This incredible acquisition includes the following:
- 20th Century Fox
- Fox Searchlight Pictures
- Fox 2000 Pictures
- Fox Family and Fox Animation
- 20th Century Fox Television
- FX Productions
- FX Networks
- National Geographic Partners
- Fox Networks Group International
- Star India, a television service provider in India
- Ownership interests in Hulu, Tata Sky and Endemol Shine Group
Disney is also acquiring $19.8 billion in cash and assuming $19.2 billion of debt. By 2021, Disney expects to realize at least $2 billion in cost savings by combining the businesses. The Times reports that Fox shareholders of sold assets could either cash out or accept Disney shares in place of the cash. As of last Friday, about 37 percent requested Disney shares, 52 percent asked for cash, and the remainder did not state a preference.
As part of an agreement with the U.S. Department of Justice who had to offer regulatory approval for the sale to be completed, Disney agreed to sell off 21st Century Fox’s Regional Sports Networks which includes 22 regional sports channels. The New York Times reports that, to satisfy European regulators, Disney also had to sell its stake in A + E Networks, including the History Channel.
Since the completion of the sale, Disney stock dropped slightly and then rebounded. Considering that shareholders have known of the deal for quite some time, it is not surprising that the reaction had little effect. The current stock price – $110.71 per share as of 7:06 p.m. EDT yesterday – is right in the middle of the company’s 52-week high of $120.20 and 52-week low of $97.68.
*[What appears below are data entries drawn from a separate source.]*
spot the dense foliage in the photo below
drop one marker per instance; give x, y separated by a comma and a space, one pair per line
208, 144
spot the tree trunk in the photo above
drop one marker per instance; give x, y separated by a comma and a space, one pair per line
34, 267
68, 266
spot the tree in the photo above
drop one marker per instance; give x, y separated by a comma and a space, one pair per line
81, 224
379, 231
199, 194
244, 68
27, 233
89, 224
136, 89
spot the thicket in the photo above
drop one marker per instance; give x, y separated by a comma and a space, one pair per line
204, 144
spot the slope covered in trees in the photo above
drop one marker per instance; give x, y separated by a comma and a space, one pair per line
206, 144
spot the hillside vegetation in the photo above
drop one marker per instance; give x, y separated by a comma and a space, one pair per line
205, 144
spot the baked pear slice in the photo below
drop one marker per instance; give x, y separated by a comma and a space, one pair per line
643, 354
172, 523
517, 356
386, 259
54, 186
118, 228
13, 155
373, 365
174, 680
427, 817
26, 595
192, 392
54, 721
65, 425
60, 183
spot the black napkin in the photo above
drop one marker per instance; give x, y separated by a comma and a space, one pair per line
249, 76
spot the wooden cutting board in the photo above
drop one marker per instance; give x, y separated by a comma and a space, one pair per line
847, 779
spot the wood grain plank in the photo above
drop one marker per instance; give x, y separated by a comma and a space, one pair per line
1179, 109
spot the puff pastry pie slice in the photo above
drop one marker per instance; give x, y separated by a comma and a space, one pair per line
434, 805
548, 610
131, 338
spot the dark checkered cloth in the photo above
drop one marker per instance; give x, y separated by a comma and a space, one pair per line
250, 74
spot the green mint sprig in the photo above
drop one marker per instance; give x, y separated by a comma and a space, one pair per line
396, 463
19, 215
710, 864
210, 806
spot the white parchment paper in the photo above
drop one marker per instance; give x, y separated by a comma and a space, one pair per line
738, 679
Industry experts are saying that Disney is more than an entertainment company now; it is a technology company too, as evidenced by the technology it is investing in direct-to-consumer services, first with ESPN+, soon with Disney+, plus its ownership stake in Hulu. Disney is betting big that its billion-dollar bankroll and exclusive content will pit it well above its competitors. That’s easier said than done, but Disney doesn’t do anything halfway. It will be interesting to see how they integrate the many assets they’ve purchased and how they will impact Disney’s new DTC strategy.